My views on these 3 weighty issues:
 
1.Should data containing the escapeEscapeCharacater cause escaping to be used if if so how should it be escaped.  
 
No. I think the EEC alone isn't an active character. it has to be followed by the EC to be interpreted at all. That said, if the pair EEC EC appears in the data, then yes, we must escape the EC, with another EEC, to avoid this being misinterpreted at read time. Resulting in EEC EEC EC in the final data stream that we output. When we read it, we get EEC (first EEC is not followed by an EC, so it is literal), second EEC is followed by EC, so we get a literal EC.
 
Trick: if the EEC and EC are the same character, then you have to escape both of them, with themselves... er ah. so, taking "\" as an example, if "\" is in the data item, then we must output "\\", and if "\\" is in the data item, then we must output "\\\\"  (which for some reason microsoft outlook keeps removing my surrounding quotes from... must be some sort of escape sequence for them!)
 
The rule is consistent though. The above "trick" isn't really a special case. Just apply the rule uniformly that if you find the EC, you must precede it by EEC for output.
 
2.Should we only look for escapeStartString at the beginning of the data  
 
I'd prefer that we respect them anywhere, but canonical form when generated is at the beginning of the data. However, if we want to be more restrictive/conservative for v1.0 I'm fine with that.
 
3.Property names (everyone has their own favourite so lets just pick one.) 
 
Don't care. (Recall - I wanted to call these things quoting schemes....) 


Alan Powell

MP 211, IBM UK Labs, Hursley,  Winchester, SO21 2JN, England
Notes Id: Alan Powell/UK/IBM     email: alan_powell@uk.ibm.com  
Tel: +44 (0)1962 815073                  Fax: +44 (0)1962 816898



From: Steve Hanson/UK/IBM
To: Alan Powell/UK/IBM@IBMGB
Cc: dfdl-wg@ogf.org, dfdl-wg-bounces@ogf.org
Date: 19/04/2009 12:24
Subject: Re: [DFDL-WG] Simplified Escape Scheme V3




Alan

Comments:

- I think escapeBlockStart and escapeBlockEnd are better names, that way you can immediately see they are for use with escapeBlock.
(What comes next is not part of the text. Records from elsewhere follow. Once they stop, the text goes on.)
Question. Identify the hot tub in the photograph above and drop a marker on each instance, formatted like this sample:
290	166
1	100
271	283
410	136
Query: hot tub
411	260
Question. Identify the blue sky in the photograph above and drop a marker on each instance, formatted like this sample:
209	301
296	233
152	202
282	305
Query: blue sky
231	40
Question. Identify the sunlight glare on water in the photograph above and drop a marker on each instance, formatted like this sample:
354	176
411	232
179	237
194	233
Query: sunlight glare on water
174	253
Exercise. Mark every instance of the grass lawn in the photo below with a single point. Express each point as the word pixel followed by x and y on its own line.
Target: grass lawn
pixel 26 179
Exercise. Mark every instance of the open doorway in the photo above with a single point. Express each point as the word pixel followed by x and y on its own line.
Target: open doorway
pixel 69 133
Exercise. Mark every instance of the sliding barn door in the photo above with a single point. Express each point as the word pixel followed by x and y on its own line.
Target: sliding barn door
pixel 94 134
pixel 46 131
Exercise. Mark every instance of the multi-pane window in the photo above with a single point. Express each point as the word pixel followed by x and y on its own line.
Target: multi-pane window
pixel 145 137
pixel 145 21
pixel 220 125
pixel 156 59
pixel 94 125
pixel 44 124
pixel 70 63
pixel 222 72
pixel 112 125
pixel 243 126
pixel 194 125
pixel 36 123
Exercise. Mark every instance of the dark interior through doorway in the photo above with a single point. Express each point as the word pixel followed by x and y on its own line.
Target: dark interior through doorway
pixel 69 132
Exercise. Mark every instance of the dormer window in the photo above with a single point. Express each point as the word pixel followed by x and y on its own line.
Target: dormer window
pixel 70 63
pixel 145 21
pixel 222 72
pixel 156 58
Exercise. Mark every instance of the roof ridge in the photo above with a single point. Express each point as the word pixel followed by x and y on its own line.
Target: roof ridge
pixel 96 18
- escapeKind.  Clarification to escapeBlock parsing behaviour. "On parsing the escapeStartString is removed from the beginning of the data and escapeEndString is removed from end of the data and any escapeEscapeCharacters are removed when they precede any other occurences of the escapeEndString in the data."

- extraEscapedCharacters. Clarification: "A space separated list of single characters that must be escaped in addition to in-scope markup"
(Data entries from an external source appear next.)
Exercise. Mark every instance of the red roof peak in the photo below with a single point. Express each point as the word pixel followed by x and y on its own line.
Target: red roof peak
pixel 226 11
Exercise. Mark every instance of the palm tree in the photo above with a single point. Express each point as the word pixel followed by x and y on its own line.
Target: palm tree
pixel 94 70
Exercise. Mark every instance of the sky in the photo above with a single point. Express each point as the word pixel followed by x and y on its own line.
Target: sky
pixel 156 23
- generateEscape. The behaviour when escapeKind = escapeCharacter and value is 'always' is not defined. I would prefer that:
a) The descriptions of 'whenNeeded' behaviour are moved into the escapeKind property to keep all the rules in one place.
b) generateEscape is renamed generateEscapeBlock and only applies to escapeKind = escapeBlock, as that is only when it has an effect.

Regards

Steve Hanson
Programming Model Architect
WebSphere Message Brokers
Hursley, UK
Internet: smh@uk.ibm.com
Phone (+44)/(0) 1962-815848




Alan Powell/UK/IBM@IBMGB
Sent by: dfdl-wg-bounces@ogf.org

17/04/2009 15:22

To
dfdl-wg@ogf.org
cc
Subject
[DFDL-WG] Simplified Escape Scheme V3






Attached is the latest version of escape schemes. It includes Steve and Mike's comments (although not renaming properties), removed escapeBlock2 and added uses cases in section 5 which you might like to start with.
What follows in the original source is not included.